Unsolicited advice will never be as helpful as advice I have asked for

The above was quite emotional, but here’s the practical point: I am actually pretty good at asking people for help when I need it. I have some truly wonderful friends, I am not scared of seeking therapy, and I follow a bunch of incredible sex and relationship experts on social media. I read, every day, new articles about communication and emotion and connection and recovering-from-trauma or whatever it might be. I am neither scared to seek help nor incapable of doing so.

I tell you what I do find challenging, though: being told what to do. It makes me itch. I have dealt with plenty of controlling people in my life, and that has given me a frustrated, spikily independent streak. So if you offer advice unsolicited then you are actually just adding to my sadness, because I will be irritated by the fact that someone who doesn’t know me has given me instruction on something as personal as how I should live and love.

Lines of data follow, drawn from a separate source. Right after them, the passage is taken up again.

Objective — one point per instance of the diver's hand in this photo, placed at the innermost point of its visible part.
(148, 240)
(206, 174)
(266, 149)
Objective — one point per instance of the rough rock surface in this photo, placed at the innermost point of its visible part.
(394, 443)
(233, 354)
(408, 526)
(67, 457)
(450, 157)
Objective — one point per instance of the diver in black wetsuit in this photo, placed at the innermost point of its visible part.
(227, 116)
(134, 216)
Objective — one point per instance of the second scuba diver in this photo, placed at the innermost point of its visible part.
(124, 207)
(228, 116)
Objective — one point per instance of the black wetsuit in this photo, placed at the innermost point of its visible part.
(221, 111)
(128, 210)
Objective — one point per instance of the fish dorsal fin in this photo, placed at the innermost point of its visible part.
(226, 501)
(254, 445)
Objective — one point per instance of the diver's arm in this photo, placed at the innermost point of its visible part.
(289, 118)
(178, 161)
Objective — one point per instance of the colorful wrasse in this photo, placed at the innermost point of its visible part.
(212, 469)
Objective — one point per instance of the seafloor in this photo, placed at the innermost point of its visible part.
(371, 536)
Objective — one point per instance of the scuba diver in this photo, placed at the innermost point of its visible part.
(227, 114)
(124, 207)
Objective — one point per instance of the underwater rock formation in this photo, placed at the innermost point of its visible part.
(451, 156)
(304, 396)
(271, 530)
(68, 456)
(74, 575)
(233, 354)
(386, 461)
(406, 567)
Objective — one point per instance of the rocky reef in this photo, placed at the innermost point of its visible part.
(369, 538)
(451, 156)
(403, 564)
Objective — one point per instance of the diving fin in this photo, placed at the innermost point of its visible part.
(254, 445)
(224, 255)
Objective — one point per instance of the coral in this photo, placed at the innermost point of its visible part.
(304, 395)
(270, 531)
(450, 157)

I know where to seek help if I want it. Sometimes I don’t want it, and would prefer to work this particular thing out on my own – feeling independent and powerful is something that I find actively healing. Sometimes I want help and have identified exactly what I need but not told you, because that isn’t a relevant part of the story I’m trying to tell in a short blog.

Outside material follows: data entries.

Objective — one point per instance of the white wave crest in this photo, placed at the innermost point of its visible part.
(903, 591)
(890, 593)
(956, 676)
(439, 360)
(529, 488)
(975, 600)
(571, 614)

Often, ‘writing posts about my pain’ is actually one of the solutions I’m using to try and process my emotions.

What should you do instead of giving advice?

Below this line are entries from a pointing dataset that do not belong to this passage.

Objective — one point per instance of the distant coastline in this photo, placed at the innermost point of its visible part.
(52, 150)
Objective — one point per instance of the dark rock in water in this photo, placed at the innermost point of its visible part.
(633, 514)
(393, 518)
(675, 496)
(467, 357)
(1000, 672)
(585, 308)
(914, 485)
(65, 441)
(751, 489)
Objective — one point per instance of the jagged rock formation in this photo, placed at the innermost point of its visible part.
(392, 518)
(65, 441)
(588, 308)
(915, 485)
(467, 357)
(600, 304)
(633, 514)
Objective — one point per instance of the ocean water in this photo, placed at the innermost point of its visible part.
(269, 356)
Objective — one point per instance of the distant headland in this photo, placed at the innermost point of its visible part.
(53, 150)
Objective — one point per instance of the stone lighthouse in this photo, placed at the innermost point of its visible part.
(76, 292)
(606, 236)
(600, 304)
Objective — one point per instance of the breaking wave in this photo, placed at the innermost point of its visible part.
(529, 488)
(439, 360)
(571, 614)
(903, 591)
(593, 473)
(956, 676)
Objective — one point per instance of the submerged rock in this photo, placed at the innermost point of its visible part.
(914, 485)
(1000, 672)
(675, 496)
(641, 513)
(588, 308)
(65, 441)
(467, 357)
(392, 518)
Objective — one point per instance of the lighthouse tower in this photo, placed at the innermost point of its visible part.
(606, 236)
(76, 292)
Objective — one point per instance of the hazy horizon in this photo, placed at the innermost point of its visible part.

I know you mean well, I promise I know this. I am genuinely, truly and completely not trying to tell you off. So maybe your well-meaning kindness could be spent on one of the things that would help me instead:

  • Share your own stories (publicly – use the comments with an anonymous name and fake email if you like). Often I’m trying to show other people who feel similarly that they’re not alone – you can be a really helpful part of that by sharing whatever might resonate from your own life. Please don’t do this privately, though: it’s one thing to publicly broadcast a story so anyone can pick it up and chat about it if they want to, quite another to send your pain directly to a stranger – it hands them a responsibility to which they may not necessarily consent.
  • Say something nice about my writing, if you want me to keep doing it.
  • Unfollow me if this doesn’t sound like your cup of tea. I mean this very sincerely. Sometimes people praise me for being ‘brave’ about what I share, but I don’t think it’s especially brave, to be honest. Brave is fighting for other people’s rights when you know there’s a personal risk to yourself. ‘Brave’ is speaking out against injustice in the face of fascism and genocide. ‘Brave’ is living your authentic self in a world that tells you not to. ‘Brave’ is not a horny attention slut sharing a few stories about her love, sex and heartbreak. As I say above, I like telling stories, I use this blog to make money, and I enjoy validation. In order to keep doing what I do, I have to work on the assumption that no one is being forced to read it. So if you don’t like reading about the sad stuff and it makes you uncomfortable, just click away! It’s fine. I know this style of writing, and these emotions, are not for everyone. I would never ever expect them to be.

If you’ve got through all that and not found something that works for you then please, I beg, do the one thing that will help me more than anything else above. More than any advice or solution you could offer – practical, tangible help:

Share the post.

Even if it’s sad.

Next time you find yourself typing out a reply, comment or private message with advice on my feelings, consider instead if it would take you less time and effort to just hit ‘share’. I promise you that’s the best possible thing for me in the long run. If it resonated with you, or you liked the writing, or you thought it might help others… please share the post.

 

2 Comments

  • Jaimie says:

    Fair point, well made: Your house, your rules.
    I came for the writing, which you do exceptionally well.
    J xx

  • fuzzy says:

    TL:DR for men (including me): Don’t problem solve, just show support. Also, express delight with the smut whenever appropriate.

    Corollary: It is permitted to skip the sad ones if they bring you down; no one is making you read a given post.